The persecution of this charitable organization, which had its actual beginnings with the 9-11 terrorist hysteria, is really only a small ugly tile in a mozaic of horror known to the world as the Israeli occupation of Palestine. The United States continues to back untold death and misery there since they took it over, along with most of the other leading world imperialist nations' activities, in the period after World War II. In general, England had taken advantage of world-wide revulsion against anti-semitism, continuing anti-semitism in the imperialist nations where many European Jews had hoped to settle, and its own need to establish a beachhead of power in the oil-rich Middle East to establish the theocratic state of Israel. The issues are not simple nor easily resolved, but a better understanding of imperialism, which is treated in our on-line school, helps.
The People's Weekly World blog has an article on the Dallas picket May 29, 2009, for the Employee Free Choice Act. It is part of a nationwide effort to target the U.S. Chamber of Commerce's campaign against the Employee Free Choice Act.

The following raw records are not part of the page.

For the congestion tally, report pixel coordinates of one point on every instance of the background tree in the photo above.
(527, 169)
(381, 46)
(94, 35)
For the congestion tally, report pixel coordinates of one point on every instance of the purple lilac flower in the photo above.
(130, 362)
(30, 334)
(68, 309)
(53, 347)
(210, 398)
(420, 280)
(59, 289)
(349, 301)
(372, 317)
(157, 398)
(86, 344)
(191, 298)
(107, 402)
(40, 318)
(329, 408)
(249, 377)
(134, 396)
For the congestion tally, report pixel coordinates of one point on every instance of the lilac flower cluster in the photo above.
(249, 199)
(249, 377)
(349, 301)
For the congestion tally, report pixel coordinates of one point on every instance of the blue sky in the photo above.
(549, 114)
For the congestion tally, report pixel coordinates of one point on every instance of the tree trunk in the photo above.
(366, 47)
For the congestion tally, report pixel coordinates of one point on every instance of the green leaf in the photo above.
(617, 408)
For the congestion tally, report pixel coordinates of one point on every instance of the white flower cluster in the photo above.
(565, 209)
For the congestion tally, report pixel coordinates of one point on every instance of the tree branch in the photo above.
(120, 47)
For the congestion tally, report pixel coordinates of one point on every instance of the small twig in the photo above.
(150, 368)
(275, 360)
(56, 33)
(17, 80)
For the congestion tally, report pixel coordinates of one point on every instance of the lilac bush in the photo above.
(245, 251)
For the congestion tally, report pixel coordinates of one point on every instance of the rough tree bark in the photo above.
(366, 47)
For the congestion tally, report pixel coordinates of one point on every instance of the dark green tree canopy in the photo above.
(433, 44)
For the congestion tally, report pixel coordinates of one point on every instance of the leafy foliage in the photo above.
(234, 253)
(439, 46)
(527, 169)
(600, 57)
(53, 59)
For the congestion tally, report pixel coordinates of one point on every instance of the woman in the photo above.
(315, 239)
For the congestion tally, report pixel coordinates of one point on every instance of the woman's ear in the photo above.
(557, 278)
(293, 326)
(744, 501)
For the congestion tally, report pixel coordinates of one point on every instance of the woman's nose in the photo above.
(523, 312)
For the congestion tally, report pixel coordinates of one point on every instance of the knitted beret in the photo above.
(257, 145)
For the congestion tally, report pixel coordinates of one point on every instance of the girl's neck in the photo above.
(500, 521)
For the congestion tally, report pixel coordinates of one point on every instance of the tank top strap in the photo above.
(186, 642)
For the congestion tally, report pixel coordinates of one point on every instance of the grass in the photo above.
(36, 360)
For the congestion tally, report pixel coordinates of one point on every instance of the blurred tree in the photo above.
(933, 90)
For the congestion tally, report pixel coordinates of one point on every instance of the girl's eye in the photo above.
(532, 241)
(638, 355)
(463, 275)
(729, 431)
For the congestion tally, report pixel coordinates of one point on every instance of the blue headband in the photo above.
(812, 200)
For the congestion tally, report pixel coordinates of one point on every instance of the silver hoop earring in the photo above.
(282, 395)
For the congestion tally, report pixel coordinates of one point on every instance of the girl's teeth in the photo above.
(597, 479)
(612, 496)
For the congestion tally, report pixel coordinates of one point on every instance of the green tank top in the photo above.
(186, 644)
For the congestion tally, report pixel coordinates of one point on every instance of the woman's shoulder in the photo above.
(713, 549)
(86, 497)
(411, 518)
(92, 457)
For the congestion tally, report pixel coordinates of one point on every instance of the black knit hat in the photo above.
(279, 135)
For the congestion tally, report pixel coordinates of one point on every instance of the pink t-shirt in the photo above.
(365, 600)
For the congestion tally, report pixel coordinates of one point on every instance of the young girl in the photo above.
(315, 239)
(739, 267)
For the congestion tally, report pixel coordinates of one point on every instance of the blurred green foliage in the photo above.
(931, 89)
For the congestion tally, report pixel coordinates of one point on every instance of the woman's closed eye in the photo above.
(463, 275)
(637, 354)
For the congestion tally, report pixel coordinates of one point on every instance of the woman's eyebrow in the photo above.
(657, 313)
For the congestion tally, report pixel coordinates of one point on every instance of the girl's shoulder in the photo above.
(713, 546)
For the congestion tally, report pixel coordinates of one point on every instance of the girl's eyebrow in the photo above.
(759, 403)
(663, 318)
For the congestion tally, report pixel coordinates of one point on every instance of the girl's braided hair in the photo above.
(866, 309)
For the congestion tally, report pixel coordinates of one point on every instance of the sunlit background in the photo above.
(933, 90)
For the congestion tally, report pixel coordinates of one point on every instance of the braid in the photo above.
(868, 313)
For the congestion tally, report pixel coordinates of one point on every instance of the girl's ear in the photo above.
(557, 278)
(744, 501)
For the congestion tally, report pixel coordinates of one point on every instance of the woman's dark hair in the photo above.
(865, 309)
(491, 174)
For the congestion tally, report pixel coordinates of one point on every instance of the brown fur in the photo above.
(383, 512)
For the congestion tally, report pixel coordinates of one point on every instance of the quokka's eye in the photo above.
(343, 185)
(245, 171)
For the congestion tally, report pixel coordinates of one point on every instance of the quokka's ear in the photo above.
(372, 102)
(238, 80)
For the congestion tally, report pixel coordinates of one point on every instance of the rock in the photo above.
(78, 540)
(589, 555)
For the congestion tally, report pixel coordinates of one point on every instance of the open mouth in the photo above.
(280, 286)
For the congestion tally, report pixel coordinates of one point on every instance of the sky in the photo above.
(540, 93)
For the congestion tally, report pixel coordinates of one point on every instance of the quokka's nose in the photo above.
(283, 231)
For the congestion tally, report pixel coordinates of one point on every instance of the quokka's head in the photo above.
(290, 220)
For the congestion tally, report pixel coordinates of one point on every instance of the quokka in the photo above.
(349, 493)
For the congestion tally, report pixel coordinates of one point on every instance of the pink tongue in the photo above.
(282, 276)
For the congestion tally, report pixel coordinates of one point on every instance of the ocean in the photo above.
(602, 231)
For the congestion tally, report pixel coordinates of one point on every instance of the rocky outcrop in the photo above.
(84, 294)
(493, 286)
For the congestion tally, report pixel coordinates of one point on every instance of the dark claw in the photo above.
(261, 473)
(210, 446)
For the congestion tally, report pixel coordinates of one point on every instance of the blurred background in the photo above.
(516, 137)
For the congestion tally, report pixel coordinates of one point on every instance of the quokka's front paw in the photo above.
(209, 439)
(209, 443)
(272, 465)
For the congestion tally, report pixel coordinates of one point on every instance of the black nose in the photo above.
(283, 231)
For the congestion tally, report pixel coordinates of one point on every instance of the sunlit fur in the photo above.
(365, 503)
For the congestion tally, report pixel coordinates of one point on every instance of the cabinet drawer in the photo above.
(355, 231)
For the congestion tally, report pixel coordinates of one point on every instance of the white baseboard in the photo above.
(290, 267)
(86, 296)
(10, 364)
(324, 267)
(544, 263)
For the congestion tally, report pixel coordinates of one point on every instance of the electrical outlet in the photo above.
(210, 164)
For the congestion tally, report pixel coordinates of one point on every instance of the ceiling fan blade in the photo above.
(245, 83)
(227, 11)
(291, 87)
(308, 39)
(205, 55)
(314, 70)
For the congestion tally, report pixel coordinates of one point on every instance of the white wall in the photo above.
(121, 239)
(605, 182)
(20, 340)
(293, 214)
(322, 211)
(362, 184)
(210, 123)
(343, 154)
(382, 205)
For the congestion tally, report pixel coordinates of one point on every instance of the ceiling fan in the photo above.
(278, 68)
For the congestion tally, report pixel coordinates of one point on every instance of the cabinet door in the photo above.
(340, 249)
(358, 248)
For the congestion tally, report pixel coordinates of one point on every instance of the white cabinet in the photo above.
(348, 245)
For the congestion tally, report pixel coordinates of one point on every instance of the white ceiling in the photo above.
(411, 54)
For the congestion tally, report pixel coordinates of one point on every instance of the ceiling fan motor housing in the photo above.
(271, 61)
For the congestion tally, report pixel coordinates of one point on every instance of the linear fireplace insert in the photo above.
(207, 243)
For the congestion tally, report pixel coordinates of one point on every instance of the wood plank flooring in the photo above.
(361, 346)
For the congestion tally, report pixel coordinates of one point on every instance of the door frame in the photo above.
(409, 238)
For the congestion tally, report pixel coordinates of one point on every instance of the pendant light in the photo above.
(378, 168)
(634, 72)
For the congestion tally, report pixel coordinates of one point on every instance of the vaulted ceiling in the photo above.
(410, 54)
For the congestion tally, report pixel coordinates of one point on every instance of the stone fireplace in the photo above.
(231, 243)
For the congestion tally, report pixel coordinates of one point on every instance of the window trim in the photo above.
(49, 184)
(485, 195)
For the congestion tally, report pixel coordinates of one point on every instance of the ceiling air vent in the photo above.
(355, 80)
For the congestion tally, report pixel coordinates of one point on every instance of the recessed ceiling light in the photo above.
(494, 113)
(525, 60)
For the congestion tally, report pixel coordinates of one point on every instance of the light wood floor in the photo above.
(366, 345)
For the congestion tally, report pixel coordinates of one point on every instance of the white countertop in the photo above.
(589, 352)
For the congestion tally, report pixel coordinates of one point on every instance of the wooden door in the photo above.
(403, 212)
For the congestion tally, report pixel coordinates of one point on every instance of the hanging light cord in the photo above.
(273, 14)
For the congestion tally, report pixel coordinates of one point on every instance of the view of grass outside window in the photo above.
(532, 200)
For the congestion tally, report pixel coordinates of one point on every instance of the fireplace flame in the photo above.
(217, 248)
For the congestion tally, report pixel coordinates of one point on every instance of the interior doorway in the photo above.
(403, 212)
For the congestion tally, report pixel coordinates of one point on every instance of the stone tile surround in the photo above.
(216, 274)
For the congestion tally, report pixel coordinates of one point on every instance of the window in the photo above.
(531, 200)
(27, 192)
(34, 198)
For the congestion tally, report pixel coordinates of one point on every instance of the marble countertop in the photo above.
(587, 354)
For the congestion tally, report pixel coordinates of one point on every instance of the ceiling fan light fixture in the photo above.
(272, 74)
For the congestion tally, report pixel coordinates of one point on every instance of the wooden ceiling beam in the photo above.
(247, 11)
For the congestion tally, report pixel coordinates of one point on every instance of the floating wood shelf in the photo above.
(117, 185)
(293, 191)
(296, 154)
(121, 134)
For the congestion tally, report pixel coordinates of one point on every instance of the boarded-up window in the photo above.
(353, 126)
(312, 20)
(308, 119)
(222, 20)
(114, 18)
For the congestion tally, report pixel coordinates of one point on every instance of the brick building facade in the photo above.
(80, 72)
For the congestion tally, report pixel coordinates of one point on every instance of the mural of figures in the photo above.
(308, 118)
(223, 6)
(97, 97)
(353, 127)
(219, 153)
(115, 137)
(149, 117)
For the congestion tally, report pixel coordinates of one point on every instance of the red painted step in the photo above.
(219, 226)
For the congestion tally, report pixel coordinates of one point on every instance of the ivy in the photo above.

Getting the Act passed is a major priority for progressive Americans. It would make union organizing much easier. Its detractors, unable or unwilling to declare simply that they oppose having workers organize, are basing their campaign on an outrageous lie.
Underlying the drive for Employee Free Choice Act are a number of very interesting theoretical questions.
Are unions more important than other progressive organizations? If so, why?
How does this national struggle relate to the class struggle in general?
How does this national struggle relate to the struggle for democracy?
A lot of different tactics are being applied on behalf of Employee Free Choice. Which ones are most appropriate?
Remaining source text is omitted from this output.